One of the most fundamental issues in computational biology is the classification of biological sequences, particularly nucleotide (DNA and RNA) and amino acid (protein) sequences. Sequence statistics were widely used in the early days of computational biology. Hidden Markov Models (HMM) and Artificial Neural Networks (ANN) were used to improve these methods subsequently (ANN). Support Vector Machines (SVM) for sequence classification have grown in popularity over the last decade (Scholkopf et al., 2004). SVMs have outperformed all rival methods in numerous tasks, including computational biology, but also many other disciplines. SVMs are now widely regarded as the most powerful class of classification methods, and this claim is justified (Durbin et al., 1998). SVMs have been effectively applied to a wide range of sequence classification tasks, from promoter and splice site detection (both on DNA data) to protein fold and secondary structure prediction (both on amino acid sequences; Ratsch and Sonnenburg, 2004; Ratsch and Sonnenburg, 2005; Meinicke et al., 2004).
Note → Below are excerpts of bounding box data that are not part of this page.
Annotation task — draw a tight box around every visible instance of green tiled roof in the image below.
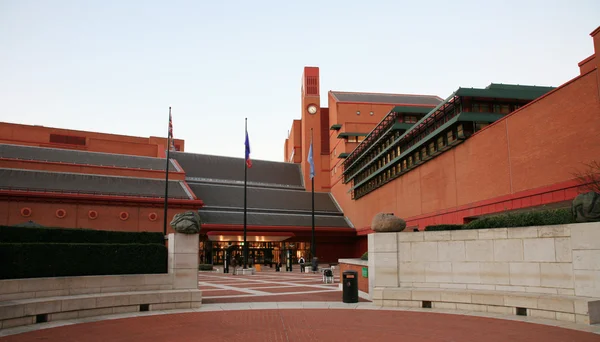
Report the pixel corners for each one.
[338,132,369,139]
[391,106,433,114]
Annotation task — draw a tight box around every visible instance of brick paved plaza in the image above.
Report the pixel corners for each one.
[0,269,600,342]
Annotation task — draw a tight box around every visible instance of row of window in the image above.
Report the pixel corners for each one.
[354,125,465,199]
[353,122,489,199]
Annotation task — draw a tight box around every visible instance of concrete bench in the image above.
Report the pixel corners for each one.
[0,273,202,329]
[372,287,600,324]
[0,290,202,329]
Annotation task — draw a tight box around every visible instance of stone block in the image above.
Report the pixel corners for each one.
[496,285,526,292]
[412,290,442,302]
[173,268,198,289]
[487,306,515,315]
[369,233,398,254]
[571,222,600,249]
[588,300,600,324]
[508,227,538,239]
[573,249,600,271]
[465,240,494,261]
[471,293,504,305]
[398,242,412,262]
[381,288,411,300]
[479,262,510,285]
[452,261,481,284]
[437,241,466,261]
[538,297,575,313]
[556,312,575,322]
[113,305,140,314]
[0,317,35,329]
[523,238,556,262]
[538,225,571,238]
[48,311,79,322]
[554,237,573,262]
[456,303,487,312]
[573,270,600,297]
[61,298,96,311]
[410,242,438,261]
[169,253,198,270]
[425,262,452,283]
[504,293,540,309]
[0,304,24,320]
[478,228,508,240]
[440,283,467,290]
[398,262,425,282]
[381,299,398,308]
[525,286,558,295]
[396,231,425,242]
[467,284,496,291]
[432,302,456,310]
[96,295,129,308]
[509,262,541,286]
[23,299,62,316]
[527,309,556,319]
[441,291,472,304]
[540,263,575,288]
[77,308,113,318]
[168,233,199,254]
[575,315,590,324]
[494,239,523,261]
[369,251,399,287]
[424,230,450,241]
[450,229,479,241]
[398,300,422,308]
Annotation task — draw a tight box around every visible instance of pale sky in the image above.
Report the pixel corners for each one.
[0,0,600,161]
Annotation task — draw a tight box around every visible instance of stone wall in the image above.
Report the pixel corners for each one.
[368,223,600,297]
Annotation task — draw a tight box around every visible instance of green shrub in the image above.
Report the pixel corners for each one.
[425,224,463,232]
[198,264,213,271]
[0,226,165,244]
[0,243,167,279]
[464,209,575,229]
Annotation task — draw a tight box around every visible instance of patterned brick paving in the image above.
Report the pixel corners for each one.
[0,309,600,342]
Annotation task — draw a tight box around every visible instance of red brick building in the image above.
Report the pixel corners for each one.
[0,28,600,263]
[285,28,600,254]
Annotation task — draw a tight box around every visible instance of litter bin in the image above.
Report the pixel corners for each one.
[342,271,358,303]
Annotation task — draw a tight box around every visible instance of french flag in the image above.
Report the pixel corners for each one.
[246,130,252,168]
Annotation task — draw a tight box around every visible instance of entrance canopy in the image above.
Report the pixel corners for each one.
[206,231,295,242]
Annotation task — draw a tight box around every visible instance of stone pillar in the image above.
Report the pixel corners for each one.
[168,233,199,289]
[368,232,398,302]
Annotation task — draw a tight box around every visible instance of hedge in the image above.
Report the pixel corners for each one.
[0,226,165,244]
[464,209,575,229]
[0,243,167,279]
[425,224,463,232]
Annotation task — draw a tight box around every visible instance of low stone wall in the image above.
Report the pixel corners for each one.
[338,259,369,293]
[368,223,600,322]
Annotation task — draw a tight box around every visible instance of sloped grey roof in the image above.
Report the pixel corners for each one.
[0,169,189,199]
[198,209,349,228]
[0,144,176,171]
[171,152,303,187]
[331,91,443,106]
[188,182,341,213]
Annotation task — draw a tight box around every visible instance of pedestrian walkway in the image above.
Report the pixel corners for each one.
[198,268,366,304]
[0,302,600,342]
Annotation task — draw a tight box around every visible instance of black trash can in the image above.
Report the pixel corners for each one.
[342,271,358,303]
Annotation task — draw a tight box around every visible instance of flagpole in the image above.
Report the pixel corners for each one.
[244,118,248,269]
[163,106,172,236]
[310,128,317,261]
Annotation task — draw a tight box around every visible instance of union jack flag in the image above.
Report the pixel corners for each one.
[167,108,175,151]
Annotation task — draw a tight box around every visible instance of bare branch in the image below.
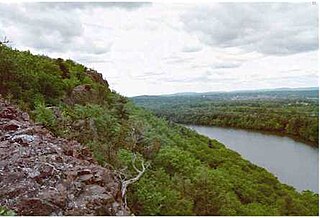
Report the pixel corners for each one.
[120,154,150,207]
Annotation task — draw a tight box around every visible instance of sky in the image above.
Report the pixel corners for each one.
[0,2,319,96]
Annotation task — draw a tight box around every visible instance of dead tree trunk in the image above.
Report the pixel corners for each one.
[119,154,150,207]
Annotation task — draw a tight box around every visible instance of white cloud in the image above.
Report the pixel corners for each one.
[0,3,318,96]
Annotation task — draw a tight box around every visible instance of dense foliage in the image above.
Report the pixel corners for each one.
[133,90,319,146]
[0,46,318,215]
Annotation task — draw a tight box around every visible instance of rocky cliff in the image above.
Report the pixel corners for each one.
[0,97,130,216]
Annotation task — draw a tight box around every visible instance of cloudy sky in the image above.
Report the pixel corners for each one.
[0,2,318,96]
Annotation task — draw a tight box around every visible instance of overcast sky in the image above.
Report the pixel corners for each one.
[0,3,318,96]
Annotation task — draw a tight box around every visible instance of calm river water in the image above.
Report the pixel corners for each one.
[187,125,319,193]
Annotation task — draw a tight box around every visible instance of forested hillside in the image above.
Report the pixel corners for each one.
[133,89,319,146]
[0,45,318,215]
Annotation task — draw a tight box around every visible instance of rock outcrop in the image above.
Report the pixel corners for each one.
[0,98,130,216]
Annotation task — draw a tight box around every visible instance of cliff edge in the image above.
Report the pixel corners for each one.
[0,96,130,216]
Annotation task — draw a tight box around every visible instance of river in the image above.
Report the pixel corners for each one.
[187,125,319,193]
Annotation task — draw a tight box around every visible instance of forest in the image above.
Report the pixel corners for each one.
[133,89,319,147]
[0,45,319,216]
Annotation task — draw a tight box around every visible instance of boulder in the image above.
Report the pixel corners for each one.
[0,97,130,216]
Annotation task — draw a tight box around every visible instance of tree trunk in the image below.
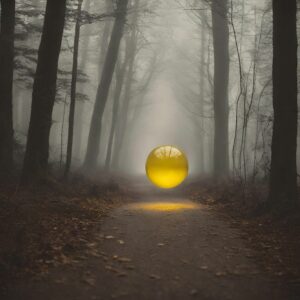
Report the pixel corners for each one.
[113,0,140,168]
[64,0,82,178]
[211,0,229,178]
[73,0,91,160]
[22,0,66,182]
[199,10,206,173]
[269,0,298,208]
[0,0,15,173]
[105,57,127,171]
[84,0,128,170]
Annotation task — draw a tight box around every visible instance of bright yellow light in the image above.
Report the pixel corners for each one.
[146,146,188,189]
[130,202,199,212]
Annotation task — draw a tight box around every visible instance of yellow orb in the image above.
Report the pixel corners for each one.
[146,146,188,189]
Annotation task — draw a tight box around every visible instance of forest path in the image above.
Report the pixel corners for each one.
[2,196,293,300]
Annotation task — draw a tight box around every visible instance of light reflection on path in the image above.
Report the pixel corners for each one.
[126,201,200,212]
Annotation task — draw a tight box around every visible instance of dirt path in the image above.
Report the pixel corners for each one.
[2,197,296,300]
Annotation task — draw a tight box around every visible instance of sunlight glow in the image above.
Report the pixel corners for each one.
[130,202,199,212]
[146,146,188,189]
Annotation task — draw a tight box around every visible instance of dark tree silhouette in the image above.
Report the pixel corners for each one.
[0,0,15,173]
[84,0,128,170]
[211,0,229,177]
[269,0,298,207]
[64,0,82,178]
[22,0,66,182]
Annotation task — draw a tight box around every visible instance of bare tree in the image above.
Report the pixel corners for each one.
[211,0,229,177]
[0,0,15,173]
[84,0,128,170]
[64,0,82,178]
[22,0,66,182]
[269,0,298,207]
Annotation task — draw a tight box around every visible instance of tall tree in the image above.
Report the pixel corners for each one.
[211,0,229,177]
[113,0,140,168]
[22,0,66,182]
[64,0,82,178]
[105,55,128,171]
[269,0,298,207]
[84,0,128,170]
[0,0,15,173]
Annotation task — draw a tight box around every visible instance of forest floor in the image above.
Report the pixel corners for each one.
[0,177,300,300]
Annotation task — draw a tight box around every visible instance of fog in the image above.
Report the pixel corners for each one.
[9,0,299,182]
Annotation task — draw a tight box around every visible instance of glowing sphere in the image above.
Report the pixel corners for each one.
[146,146,188,189]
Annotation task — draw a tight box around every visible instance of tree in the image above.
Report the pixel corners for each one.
[105,55,128,171]
[84,0,128,170]
[64,0,82,178]
[0,0,15,173]
[269,0,298,207]
[113,0,140,168]
[211,0,229,177]
[22,0,66,182]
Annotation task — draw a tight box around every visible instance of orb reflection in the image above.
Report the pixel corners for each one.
[146,146,188,189]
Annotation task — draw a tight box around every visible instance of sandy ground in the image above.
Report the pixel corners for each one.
[1,195,300,300]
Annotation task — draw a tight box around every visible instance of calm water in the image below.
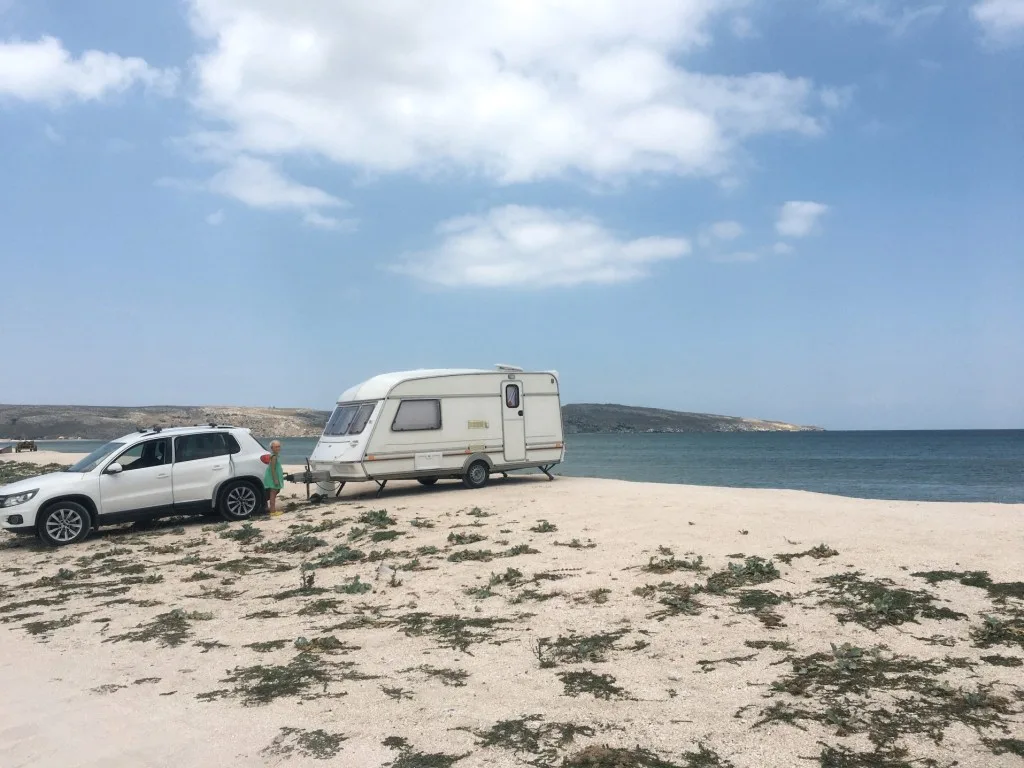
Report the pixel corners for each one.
[18,430,1024,504]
SVM classifiers are essentially linear classifiers in their most basic form. SVMs differ from other linear classifiers such as perceptrons or logistic regressors in that they maximize the margin between the classes to define the classification function – a principle that is known to be optimal in terms of generalization error limitations (Cortes and Vapnik, 1986; Vapnik, 1998). Because linear SVMs only compute scalar products with input vectors, they enable the so-called kernel trick, which involves replacing scalar products with a kernel, which is a nonlinear two-place function that is positive semi-definite. Support vector machines can be used for nearly any type of data, including raw sequence data, signals, pictures, or graphs, thanks to the usage of kernels. All that is required is a suitable kernel. It’s no surprise, then, that one of the most important research areas in sequence classification with SVMs is the development of adequate sequence kernels. The majority of these sequence kernels are based on comparing sub-sequences and do not take into account the places of these occurrences. However, in many cases, the presence of a given sub-sequence is only significant if it occurs at a specific location or region.